Dirigée vers la planète rouge, qui se trouvait alors à une distance de presque 200 millions de kilomètres, la parabole de l'observatoire de Bochum a permis de capter les signaux de la sonde chinoise, qui transmettait à une fréquence proche de 8,4 Ghz dans la bande X via son antenne à faible gain. Bien que les paquets de données ne soient généralement pas cryptés, il est extrêmement difficile, sans connaître la manière dont les informations sont codées à l'intérieur, de lire et d'exploiter ces derniers, y compris si ces derniers respectent le protocole standardisé CCSDS. Cependant, l'analyse de l'onde porteuse (sur laquelle les informations devant être transmises sont modulées) offrait la possibilité de réaliser une mesure du décalage Doppler des signaux, c’est-à-dire des variations de la fréquence de transmission dues aux changements continuels de distance entre le récepteur (l'observatoire de Bochum) et l’émetteur (Tianwen-1). Or le Doppler est une mine d'or quand il s'agit de savoir ce que fait une sonde spatiale.

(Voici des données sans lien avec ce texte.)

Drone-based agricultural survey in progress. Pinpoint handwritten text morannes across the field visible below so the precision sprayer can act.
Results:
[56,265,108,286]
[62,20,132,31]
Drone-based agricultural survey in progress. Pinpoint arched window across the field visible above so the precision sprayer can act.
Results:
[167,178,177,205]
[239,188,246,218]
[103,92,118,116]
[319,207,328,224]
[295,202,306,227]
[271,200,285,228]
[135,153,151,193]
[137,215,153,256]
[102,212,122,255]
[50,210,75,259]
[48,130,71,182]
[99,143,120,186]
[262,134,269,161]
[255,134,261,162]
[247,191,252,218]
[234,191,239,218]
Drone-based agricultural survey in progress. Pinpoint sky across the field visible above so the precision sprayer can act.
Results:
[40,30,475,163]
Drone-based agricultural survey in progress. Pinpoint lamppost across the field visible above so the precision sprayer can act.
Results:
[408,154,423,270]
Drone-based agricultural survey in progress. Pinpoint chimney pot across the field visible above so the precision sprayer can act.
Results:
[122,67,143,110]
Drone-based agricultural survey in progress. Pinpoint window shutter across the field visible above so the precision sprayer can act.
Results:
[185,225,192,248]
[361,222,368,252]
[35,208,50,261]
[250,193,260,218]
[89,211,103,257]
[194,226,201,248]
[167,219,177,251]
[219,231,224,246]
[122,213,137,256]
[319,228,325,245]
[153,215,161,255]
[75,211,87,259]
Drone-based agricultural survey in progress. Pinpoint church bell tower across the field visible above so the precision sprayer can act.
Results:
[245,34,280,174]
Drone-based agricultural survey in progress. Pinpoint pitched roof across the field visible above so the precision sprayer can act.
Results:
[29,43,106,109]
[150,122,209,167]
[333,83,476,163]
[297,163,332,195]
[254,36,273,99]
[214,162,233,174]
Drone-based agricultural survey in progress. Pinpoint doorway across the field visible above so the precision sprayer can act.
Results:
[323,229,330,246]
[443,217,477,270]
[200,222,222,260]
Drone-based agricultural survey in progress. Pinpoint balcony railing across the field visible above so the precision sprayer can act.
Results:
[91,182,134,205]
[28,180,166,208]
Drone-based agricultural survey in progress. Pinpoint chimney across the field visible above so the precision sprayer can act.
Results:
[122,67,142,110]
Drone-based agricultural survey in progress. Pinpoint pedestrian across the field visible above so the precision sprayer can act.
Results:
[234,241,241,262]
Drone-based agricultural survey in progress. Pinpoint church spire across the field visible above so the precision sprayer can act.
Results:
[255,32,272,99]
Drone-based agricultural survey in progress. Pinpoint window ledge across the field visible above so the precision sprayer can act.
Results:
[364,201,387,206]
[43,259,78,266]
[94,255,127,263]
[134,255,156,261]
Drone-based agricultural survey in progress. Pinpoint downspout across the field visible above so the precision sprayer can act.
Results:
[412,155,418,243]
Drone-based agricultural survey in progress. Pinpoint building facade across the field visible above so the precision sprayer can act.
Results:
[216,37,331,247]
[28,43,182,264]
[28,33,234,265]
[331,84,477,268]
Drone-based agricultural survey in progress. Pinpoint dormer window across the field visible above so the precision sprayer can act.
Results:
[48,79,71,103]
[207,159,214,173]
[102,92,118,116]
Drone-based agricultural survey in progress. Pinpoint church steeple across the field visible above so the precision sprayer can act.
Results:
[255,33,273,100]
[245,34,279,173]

En effet, plus Tianwen-1 était attirée par le puit de gravité martien, plus sa vitesse et la distance la séparant de la Terre augmentaient de manière rapide, et plus le décalage Doppler devenait important. En freinant la sonde, et donc en diminuant sa vitesse, la mise à feu du moteur principal pouvait également être détecté de manière imparable par mesure Doppler. La ré-acquisition des signaux, après le passage de la sonde derrière la face cachée de Mars, puis la détermination des paramètres de l'orbite de capture après la collecte d'une certaine quantité de données, permettait de plus de savoir si la manœuvre d'insertion orbitale s'était déroulée comme prévu. Même si elle l'avait voulu, la Chine n'aurait donc rien pu cacher au reste du monde, ce qui ne l'a pas empêché de faire quand même profil bas jusqu'à ce que le succès de la mise en orbite devienne une certitude.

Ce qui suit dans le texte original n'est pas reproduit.